Melanie Reid on Population

Gaaah! More nonsense on population!

Surely it wouldn’t take too much effort to design some kind of similar global incentive scheme for the world’s most populous nations – with all the proper safeguards, of course, and done with willing participation? I rather warm to the idea of Global NonBaby Awards (GNBA), paid annually if you have remained pregnancy-free, and available to women of every race, religion and skin colour in the world.

Once Western governments realised their survival was at stake and they couldn’t afford not to fund the GNBA they would find the money (who knows, it might even stop them fighting pointless wars). A special GNBA global population task force could administer it, with free contraception to back it up. Payments would be made to both individual women and to governments, which would have the felicitous effect of controlling population, giving women choice, and lifting them out of poverty.

Look, contraception is not the answer to the rise in population. It is indeed the mechanism by which women can exercise their choices, yes, but first you need to change the choice before anyone is going to make use of it. That is, you need to change desired fertility before you change actual fertility. And the research shows that 90% of changes in fertility come from changes in desired, only 10% from access to contraception.

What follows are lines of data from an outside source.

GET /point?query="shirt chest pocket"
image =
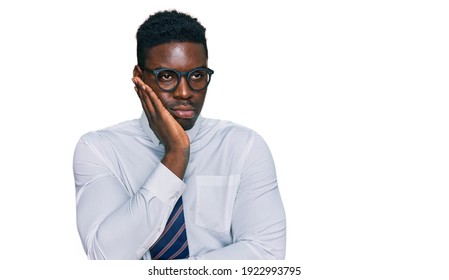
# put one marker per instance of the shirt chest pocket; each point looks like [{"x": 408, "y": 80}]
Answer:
[{"x": 215, "y": 196}]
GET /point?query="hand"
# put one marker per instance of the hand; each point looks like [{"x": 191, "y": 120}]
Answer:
[{"x": 166, "y": 128}]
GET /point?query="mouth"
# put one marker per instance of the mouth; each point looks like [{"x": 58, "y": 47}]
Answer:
[{"x": 183, "y": 111}]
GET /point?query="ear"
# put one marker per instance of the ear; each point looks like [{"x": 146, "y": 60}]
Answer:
[{"x": 137, "y": 72}]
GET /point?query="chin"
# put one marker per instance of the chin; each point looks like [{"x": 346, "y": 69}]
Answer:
[{"x": 187, "y": 124}]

Further, we also know what changes desired fertility: wealth. Wealth in its true meaning of course, longer life spans, lower child mortality. These in turn lead to women being regarded as more than simple breeding machines (one more that\’s very important here, lowering maternal mortality, the risks of child birth) and thus opening up education, literacy to them. These in turn, raise the opportunity cost of having many children: while the changes in death rates lower the opportunity cost of having few children.

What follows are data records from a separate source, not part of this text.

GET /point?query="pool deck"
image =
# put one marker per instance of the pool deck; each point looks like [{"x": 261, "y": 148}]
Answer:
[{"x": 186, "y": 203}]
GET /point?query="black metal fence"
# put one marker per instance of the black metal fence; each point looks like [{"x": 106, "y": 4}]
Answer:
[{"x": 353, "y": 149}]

Which leads us to the question of how do we create wealth? That, actually, we do know. It\’s the division of labour, the specialisation, brought about by material exchange. When this happens across national borders we call this trade.

The answer, at root, to the "problem" of overpopulation is increased globalisation. For when the poor are rich as we are, then their fertility levels will be as ours, below replacement rate.

6 thoughts on “Melanie Reid on Population”

  1. Not inextricably linked, markbrinkley, at least not on a permanent level. As populations move past fossil fuel dependence, levels of CO2 production will drop but wealth will continue to increase. The issue is that to move past such dependence, wealth is required (and as Tim mentions, so to are the mechanisms of its creation) so we have to accept some short-term environmental cost to yield the greater long-term environmental gains. It’s not ideal but then we live in the real world.

  2. Why would any nation reduce their fertility when it is so useful in edging out other countries.
    Countries of the EU have noticed that their grip on their own countries has been loosened by ‘immigrants’.
    They have to claim this is somehow a benefit but , in the long run, why shouldn’t the fertile countries take over the infertile (and tired) old countries.